Scouting for All: Supporting young people with disabilities
Removing as many barriers to participation as possible has always been a goal in Scouting.
Scouts has a long history of supporting young people with additional needs and neurodiversity.
In 1911, the first Scout Troop dedicated to supporting young people with disabilities was launched in Gosforth, Newcastle-upon-Tyne.
Robert Baden-Powell visited the Troop. He believed anyone could be a Scout as long as they had "a good stout heart".
This innovation was quickly followed by a range of similar Troops, many of which operated from hospitals and care homes. At this time, young people with additional needs and neurodiversity were regularly cared for away from the family home.
Scouts gave these young people an opportunity to be part of a wider community breaking some of the isolation of their existence.
In February 1913, Baden-Powell was please to announce a new version of Scouting for Boys would soon be available.
The Headquarters’ Gazettes from this period include letters from volunteers asking for advice, sharing experiences and celebrating the success of their Scouts.
Scouts and their volunteers were encouraged to adapt the programme to meet everyone’s needs.
In 1924, a series of special tests were introduced to enable members with additional needs and neurodiversity to participate in a Scouts programme, designed to accommodate their needs.
In 1936, a dedicated department was set up to support Scouts with disabilities.
Baden-Powell described the value Scouts added to the lives of these young people as immense.
His language is very much of its time, but the sentiment he expresses could also describe the way in which Scouts supports young people today.
Through Scouting there are numbers of crippled, deaf and dumb, and blind boys now gaining greater health, happiness and hope than they ever had before. Most of these boys are unable to pass the ordinary Scout tests and are supplied with special, or alternative, tests. The wonderful thing about such boys is their cheeriness and their eagerness to do as much in Scouting as they possibly can. They do not want more special tests and treatment than is absolutely necessary.

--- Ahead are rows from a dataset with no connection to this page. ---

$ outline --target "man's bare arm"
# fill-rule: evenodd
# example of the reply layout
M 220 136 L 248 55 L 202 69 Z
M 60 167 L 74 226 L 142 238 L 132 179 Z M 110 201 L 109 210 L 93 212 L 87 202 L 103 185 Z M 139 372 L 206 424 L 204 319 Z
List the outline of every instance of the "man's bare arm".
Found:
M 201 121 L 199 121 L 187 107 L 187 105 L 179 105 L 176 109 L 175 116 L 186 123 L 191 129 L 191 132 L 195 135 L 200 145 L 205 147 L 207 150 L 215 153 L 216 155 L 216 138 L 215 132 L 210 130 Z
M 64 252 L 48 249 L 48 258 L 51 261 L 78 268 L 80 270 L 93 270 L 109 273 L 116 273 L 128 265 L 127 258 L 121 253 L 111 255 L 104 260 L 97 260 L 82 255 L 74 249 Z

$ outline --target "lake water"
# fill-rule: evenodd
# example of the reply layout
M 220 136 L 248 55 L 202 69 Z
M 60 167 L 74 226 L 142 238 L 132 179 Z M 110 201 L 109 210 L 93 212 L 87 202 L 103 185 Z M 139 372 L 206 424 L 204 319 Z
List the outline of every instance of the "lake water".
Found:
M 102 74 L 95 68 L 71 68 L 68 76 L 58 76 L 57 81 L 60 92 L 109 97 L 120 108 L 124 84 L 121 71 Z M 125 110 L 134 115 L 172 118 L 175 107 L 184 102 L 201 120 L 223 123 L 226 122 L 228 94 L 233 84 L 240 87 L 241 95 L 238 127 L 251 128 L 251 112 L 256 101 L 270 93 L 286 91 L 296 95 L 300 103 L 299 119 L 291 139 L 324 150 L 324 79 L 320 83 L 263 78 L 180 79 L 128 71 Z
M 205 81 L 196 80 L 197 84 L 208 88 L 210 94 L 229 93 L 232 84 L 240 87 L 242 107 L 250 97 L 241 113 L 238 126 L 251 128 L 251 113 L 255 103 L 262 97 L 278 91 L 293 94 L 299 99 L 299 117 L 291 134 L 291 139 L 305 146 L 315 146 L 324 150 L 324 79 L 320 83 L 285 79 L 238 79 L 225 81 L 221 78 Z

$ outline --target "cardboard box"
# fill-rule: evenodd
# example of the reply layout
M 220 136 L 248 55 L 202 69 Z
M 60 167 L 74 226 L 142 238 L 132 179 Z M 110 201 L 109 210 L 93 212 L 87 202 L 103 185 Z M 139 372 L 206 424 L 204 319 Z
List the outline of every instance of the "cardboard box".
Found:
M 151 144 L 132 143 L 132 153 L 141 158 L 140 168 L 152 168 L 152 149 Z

Scouting helps them by associating them in a world-wide brotherhood, by giving them something to do and to look forward to, by giving them an opportunity to prove to themselves and to others that they can do things – and difficult things too – for themselves.
Robert Baden-Powell, Aids to Scoutmastership, 1940
Events, such as jamborees, had special sub-camps for Scouts with additional needs and neurodiversity.
Then, from the 1940s onwards, international jamborees for people with additional needs and neurodiversity, called Agoonorees, were organised.
Children’s hospitals set up dedicated Scout groups for in-patients, so they could continue Scouts despite being away from home.
This practice continues today, such as the Scout and Girl Guide Group at Leeds Children’s Hospital opening in 2016.
Over the years, there has been a move to integrate young people with additional needs and neurodiversity into mainstream Scouts activities.
1982's Extoree held at Gilwell Park was the first international camp to offer equal access to all Scouts.
Today, we aim to remove as many barriers to participation as possible. Volunteers are able to access support and training to enable them to design a programme which delivers Scouts for all.
By being so proactive in its ethos of inclusivity, Scouts has led the way in this field, modelling behaviours that wouldn’t be adopted by other youth areas, such as education and social care, for several decades.